蝦夷で仕入た価格の数十倍で売れることもあれば、海難事故ですべて失う事もある。出発して戻ってくるまでの数か月の間は連絡も取れない上に、売買相場も大きく変動する。
蝦夷や途中の寄港地での仕入れなどは船頭が行うので、船頭は信頼出来る者(親族)でかつ、才能が有る者でなくてはならない。優秀な乗組員を娘の婿に当てたりしていくうちに、家の中で派閥ができていく。一旦は二代目なった息子(忠太郎)が遊び人になり勘当され、その反面教師で3代目を継いだ養子の真面目な青年(忠吉)はやることすべてうまくいかない。3代目を継げなかった実の子供(忠一)は知能も体力能も有ったが意思が弱く…
明治38年に事業をすべて売却する。それでも50万円(現在の価値で数十億円)という莫大な金額だった。
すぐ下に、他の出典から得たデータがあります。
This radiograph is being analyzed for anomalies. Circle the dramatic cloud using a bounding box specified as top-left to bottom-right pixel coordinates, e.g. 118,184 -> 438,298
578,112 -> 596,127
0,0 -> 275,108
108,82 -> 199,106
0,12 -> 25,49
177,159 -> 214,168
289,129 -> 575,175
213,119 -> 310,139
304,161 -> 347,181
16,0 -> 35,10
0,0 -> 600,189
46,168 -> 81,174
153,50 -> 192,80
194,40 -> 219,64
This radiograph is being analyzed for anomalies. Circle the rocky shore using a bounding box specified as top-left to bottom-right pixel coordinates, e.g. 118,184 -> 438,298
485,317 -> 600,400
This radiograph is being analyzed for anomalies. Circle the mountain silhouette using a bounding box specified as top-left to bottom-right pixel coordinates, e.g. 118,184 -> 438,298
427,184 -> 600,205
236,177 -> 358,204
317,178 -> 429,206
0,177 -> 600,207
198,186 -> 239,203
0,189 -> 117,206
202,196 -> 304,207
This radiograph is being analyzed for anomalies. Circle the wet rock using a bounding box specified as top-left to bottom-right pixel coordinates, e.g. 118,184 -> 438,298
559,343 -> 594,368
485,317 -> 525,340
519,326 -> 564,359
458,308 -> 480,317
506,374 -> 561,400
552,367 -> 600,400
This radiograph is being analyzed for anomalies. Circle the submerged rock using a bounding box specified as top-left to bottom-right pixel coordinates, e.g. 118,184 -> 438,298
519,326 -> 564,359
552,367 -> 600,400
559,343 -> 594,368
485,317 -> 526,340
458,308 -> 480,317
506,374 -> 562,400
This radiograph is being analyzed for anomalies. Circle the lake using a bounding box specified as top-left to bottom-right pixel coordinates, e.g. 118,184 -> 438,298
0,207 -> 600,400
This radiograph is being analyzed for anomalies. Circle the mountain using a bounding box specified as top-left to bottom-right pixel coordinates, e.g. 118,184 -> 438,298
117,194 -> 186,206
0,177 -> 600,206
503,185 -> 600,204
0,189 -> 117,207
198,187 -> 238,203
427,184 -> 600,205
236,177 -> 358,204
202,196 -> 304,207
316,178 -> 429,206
しかし、大正から昭和にかけていつの間にか無くなったと言う。
著者は3代目を継げなかった忠一の長男。忠一は事業を子が継ぐことを望まず、むしろ静かな市民生活を送る医師や教師になることを望んだと言う。実際に大正生まれの長男(著者)は大学講師になる。
江戸末期の海運業の実態を書いた本というより、著者のアイデンティティーを探る旅の記録として読んだ方が面白そう。